There was a time, back in college, when I laced up boxing gloves and tried to prove myself in a ring. I was not very talented; I did more ducking than hitting. But one night, while sparring with my coach, I tagged him, unsuspecting, and he straightened up and blinked. At that moment, I felt a surge of naked power, almost primitive, as if my blood had thickened and I was bloated with muscle. It was a manly thing I had done. I felt manly. And then he pounded the hell out of me.
A far less pleasant feeling, that was, like putting your head inside a metal drum and rolling down a hill. What amazed me was how quickly I lost my senses; it was less than seven seconds before I could find the corner. My jaw ached the next morning, and my shoulders felt like bricks pinning me to my bed.
That was a long time ago. Today, I will board an airplane and fly to Atlantic City to see a fight. Heavyweights. Larry Holmes vs. Mike Tyson. And just like when I began in this business — when I would arrive a week early, take notes at the workouts, talk with the fighters — this time the main event is just hours after my plane lands. And Saturday morning, as soon as I can, I will fly out.
Boxing has dimmed; it is embarrassing now. The pre-fight remains cartoonish. The boxer says: “I’ll kill him.” The promoter says: “He’s the greatest.” It’s the worst sort of theater. Everyone is full of it.
Yet I am still going to the fight. Nuts to blood and guts
Why? What is it with boxing? You do what Marvin Hagler and Thomas Hearns did out in the street, they book you for assault. I sat ringside that night in Las Vegas. There was blood on my notebook by the second round. After one brutal exchange, Hearns wobbled away, grinning stupidly.
“Jesus!” screamed the guy next to me. “He’s laughing after that?”
“He’s not laughing,” I mumbled.
Moments later, Hearns was flat on the canvas. His smile, which seemed the height of arrogance, was actually his body saying, “Good night.”
Tonight Larry Holmes, 38, who once promised he would never be as foolish as Muhammad Ali, returns to the ring at the same age Ali finally sank. Soft and powerless, Ali was pounded then by a younger Holmes, and Larry was almost in tears afterward, having demolished a mentor who should never have been fighting.
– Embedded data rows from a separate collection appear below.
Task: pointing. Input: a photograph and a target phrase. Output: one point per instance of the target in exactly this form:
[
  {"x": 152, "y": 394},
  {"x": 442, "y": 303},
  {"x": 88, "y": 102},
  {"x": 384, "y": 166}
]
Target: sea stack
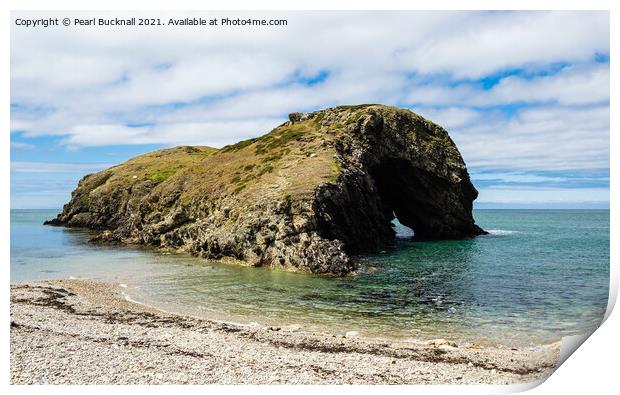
[{"x": 307, "y": 196}]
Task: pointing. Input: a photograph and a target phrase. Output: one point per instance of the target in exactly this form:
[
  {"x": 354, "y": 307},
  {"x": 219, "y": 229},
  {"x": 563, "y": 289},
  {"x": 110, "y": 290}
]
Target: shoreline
[{"x": 83, "y": 331}]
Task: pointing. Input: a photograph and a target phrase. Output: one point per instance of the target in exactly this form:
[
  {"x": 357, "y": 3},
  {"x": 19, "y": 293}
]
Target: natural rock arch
[{"x": 307, "y": 196}]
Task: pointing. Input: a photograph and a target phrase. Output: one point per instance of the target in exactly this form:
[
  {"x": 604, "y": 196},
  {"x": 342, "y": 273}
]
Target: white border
[{"x": 592, "y": 369}]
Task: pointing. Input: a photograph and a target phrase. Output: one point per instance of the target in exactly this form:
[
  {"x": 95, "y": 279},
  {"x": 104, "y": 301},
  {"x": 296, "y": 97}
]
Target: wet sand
[{"x": 86, "y": 332}]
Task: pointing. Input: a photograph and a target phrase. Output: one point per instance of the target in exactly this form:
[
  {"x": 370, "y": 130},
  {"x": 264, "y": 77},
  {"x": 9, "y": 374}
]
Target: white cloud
[
  {"x": 47, "y": 167},
  {"x": 512, "y": 195},
  {"x": 215, "y": 86}
]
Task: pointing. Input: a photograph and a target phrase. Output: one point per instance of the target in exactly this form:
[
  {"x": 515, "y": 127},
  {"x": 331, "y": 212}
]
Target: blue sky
[{"x": 525, "y": 95}]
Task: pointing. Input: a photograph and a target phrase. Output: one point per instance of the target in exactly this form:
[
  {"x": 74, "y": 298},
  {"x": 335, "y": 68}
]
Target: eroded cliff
[{"x": 307, "y": 196}]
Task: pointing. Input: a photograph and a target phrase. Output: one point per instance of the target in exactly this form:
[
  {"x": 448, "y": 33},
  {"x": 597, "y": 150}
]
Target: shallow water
[{"x": 539, "y": 275}]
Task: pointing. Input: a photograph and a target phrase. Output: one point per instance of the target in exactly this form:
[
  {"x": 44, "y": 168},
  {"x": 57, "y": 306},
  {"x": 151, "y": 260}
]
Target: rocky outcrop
[{"x": 307, "y": 196}]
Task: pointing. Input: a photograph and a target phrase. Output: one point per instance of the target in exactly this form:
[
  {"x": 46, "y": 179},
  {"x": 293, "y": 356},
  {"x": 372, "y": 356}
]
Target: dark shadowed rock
[{"x": 306, "y": 196}]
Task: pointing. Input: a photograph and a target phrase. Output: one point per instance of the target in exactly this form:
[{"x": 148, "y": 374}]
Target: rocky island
[{"x": 306, "y": 196}]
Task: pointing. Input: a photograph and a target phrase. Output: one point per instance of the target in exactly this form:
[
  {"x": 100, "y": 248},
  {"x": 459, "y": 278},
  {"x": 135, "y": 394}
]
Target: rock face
[{"x": 307, "y": 196}]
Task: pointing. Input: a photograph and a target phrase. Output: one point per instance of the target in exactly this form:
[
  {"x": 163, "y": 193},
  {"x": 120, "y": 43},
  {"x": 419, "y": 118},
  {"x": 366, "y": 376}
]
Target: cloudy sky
[{"x": 525, "y": 95}]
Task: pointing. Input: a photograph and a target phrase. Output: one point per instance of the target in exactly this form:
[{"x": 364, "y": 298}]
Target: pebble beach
[{"x": 86, "y": 332}]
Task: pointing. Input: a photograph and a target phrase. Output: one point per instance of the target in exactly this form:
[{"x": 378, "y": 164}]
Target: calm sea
[{"x": 540, "y": 275}]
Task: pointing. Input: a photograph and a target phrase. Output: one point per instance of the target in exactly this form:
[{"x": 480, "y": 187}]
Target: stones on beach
[
  {"x": 291, "y": 328},
  {"x": 441, "y": 343}
]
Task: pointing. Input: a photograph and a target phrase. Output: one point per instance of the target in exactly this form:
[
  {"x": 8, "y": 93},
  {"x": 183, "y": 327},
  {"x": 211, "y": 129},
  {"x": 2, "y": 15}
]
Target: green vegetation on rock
[{"x": 305, "y": 196}]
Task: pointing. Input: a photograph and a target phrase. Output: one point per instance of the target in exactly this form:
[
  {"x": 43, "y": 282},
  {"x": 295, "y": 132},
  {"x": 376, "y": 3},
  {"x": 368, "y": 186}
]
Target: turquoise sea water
[{"x": 539, "y": 275}]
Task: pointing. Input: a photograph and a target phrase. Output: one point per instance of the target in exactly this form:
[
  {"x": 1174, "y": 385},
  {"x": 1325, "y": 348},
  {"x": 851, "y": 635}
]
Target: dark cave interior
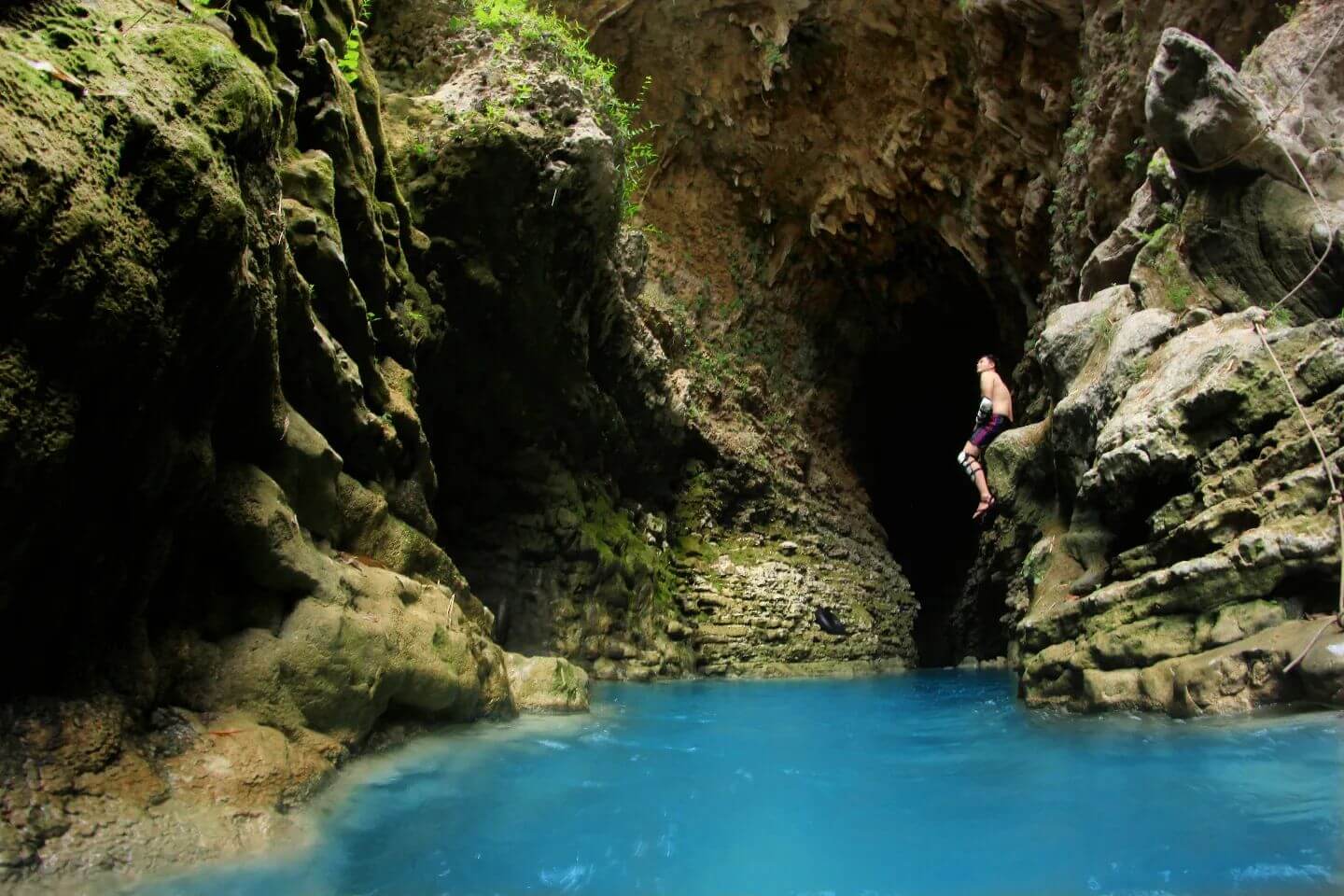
[{"x": 913, "y": 407}]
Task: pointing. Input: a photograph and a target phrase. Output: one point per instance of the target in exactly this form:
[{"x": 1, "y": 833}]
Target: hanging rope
[{"x": 1260, "y": 315}]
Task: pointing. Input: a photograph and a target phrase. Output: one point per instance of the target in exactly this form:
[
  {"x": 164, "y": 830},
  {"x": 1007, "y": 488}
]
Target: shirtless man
[{"x": 993, "y": 418}]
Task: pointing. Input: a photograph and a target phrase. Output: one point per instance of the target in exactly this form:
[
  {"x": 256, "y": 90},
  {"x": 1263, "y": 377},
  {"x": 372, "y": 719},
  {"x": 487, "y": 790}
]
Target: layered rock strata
[
  {"x": 214, "y": 468},
  {"x": 1172, "y": 531}
]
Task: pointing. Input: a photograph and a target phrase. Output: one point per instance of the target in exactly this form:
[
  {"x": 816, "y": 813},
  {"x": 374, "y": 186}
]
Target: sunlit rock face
[
  {"x": 1179, "y": 517},
  {"x": 342, "y": 369}
]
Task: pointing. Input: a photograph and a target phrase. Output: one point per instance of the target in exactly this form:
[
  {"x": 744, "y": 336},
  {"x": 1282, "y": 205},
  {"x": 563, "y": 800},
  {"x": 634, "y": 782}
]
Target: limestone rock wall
[{"x": 220, "y": 569}]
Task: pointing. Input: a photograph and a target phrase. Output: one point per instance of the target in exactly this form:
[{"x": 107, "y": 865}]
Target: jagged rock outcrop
[
  {"x": 1172, "y": 519},
  {"x": 220, "y": 571},
  {"x": 316, "y": 323}
]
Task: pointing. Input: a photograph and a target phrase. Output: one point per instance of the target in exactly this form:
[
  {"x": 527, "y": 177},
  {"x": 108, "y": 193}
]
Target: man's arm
[{"x": 987, "y": 385}]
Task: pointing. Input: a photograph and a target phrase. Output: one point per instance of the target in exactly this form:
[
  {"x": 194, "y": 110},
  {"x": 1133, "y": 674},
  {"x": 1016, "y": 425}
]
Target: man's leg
[{"x": 969, "y": 459}]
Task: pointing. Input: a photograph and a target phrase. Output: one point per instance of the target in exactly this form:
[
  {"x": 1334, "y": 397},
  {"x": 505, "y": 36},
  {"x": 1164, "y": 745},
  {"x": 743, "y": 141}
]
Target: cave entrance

Yet tonight, Tyson, 21, gets to bang Holmes’ old bones. And if he slaughters the ex-king, it is not likely he will cry.
Nor will anybody else.
“I like the idea of putting $3 million in the bank,” Holmes admitted recently. So much for his motivation. Where is ours? Do we even have any?
Remember that once Ali left the stage, it seemed there were no worthy heavyweight champs. Holmes wore the crown against nameless blobs, until Michael Spinks gained weight and took it away. “Ah, they all stink,” we would say.
We cannot say that now. Mike Tyson is a legitimate champion, all power, from his black trunks to his black shoes with no socks. He has beaten everyone. Yet we’re remarkably uninterested. Why? Perhaps because, unlike Ali, Tyson’s personality is not jolting. He does not scream, does not taunt the world. He is a good fighter. So what?
Norman Mailer once wrote that “ego” was what made Muhammad Ali obsessive to us. We could not ignore him. But these days the sports world has Dexter Manleys, Brian Bosworths, Reggie Jacksons. What’s new about ego anymore?
So Tyson can say, “no man on the planet can beat me,” and people yawn. There are no new boasts left. Personality has cheapened, and when you take personality out of boxing, all you have left is two men slugging each other.
And that, in this violent age, is no big deal. What’s the point?
Duk Koo Kim was killed in the ring by Ray Mancini. George Foreman tries to punch and preach. Ali mumbles, a husk of his old self. The horrors of brain damage are common news now. People cluck their tongues in disgust.
I think the cumulative effect is finally taking hold. Boxing may be great copy — Hemingway and Mailer penned majestic works — but it is brutal, repulsive, bloody, and in today’s world, nearly pre-historic. There’s no point anymore.
And I am still going to the fight. What is wrong with me? That same mix of compulsion and revulsion — the breathy moment when I stunned my instructor, the dizziness I felt after his pounding — still lures me. But it grows weak. I go less. I arrive late. And I imagine I will soon say: “Forget it. I can’t cover this stuff anymore.”
Which will be OK. Maybe I should be saying it already. This much I learned on the canvas of that gym a long time ago — there is only one good conclusion to the seductive punch of boxing: if you’re lucky, you come to your senses.
When we come to ours, the sport will be gone.